Imitaient son silence, autour de lui rangés;

Il suivait tout pensif le chemin de Mycènes;

Sa main sur ses chevaux laissait flotter les rênes.

Ses superbes coursiers, qu'on voyait autrefois

Pleins d'une ardeur si noble obéir à sa voix,

L'oeil morne maintenant et la tête baissée,

Semblaient se conformer à sa triste pensée.

Un effroyable cri, sorti du fond des flots,

Des airs en ce moment a troublé le repos;

Et du sein de la terre une voix formidable

Répond en gémissant à ce cri redoutable.

Jusqu'au fond de nos coeurs notre sang s'est glacé;

Des coursiers attentifs le crin s'est hérissé.

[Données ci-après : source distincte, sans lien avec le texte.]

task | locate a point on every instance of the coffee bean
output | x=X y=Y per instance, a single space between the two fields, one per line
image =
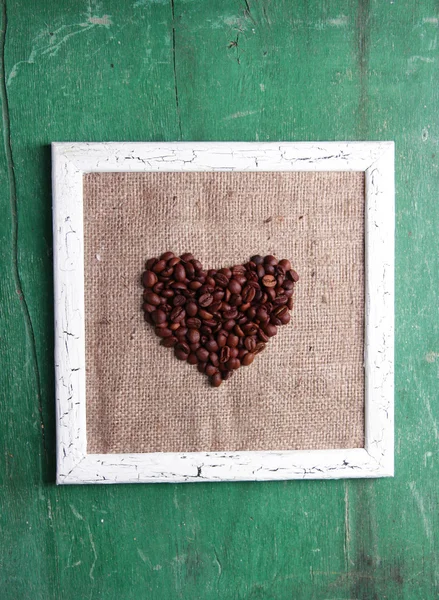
x=217 y=319
x=232 y=340
x=193 y=336
x=230 y=313
x=193 y=322
x=152 y=298
x=259 y=347
x=248 y=293
x=203 y=314
x=205 y=300
x=179 y=300
x=177 y=314
x=202 y=354
x=269 y=281
x=250 y=343
x=234 y=286
x=159 y=266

Cependant sur le dos de la plaine liquide

S'élève à gros bouillons une montagne humide;

L'onde approche, se brise, et vomit à nos yeux,

Parmi des flots d'écume, un monstre furieux.

Son front large est armé de cornes menaçantes,

Tout son corps est couvert d'écailles jaunissantes,

Indomptable taureau, dragon impétueux,

Sa croupe se recourbe en replis tortueux.

Ses longs mugissements font trembler le rivage.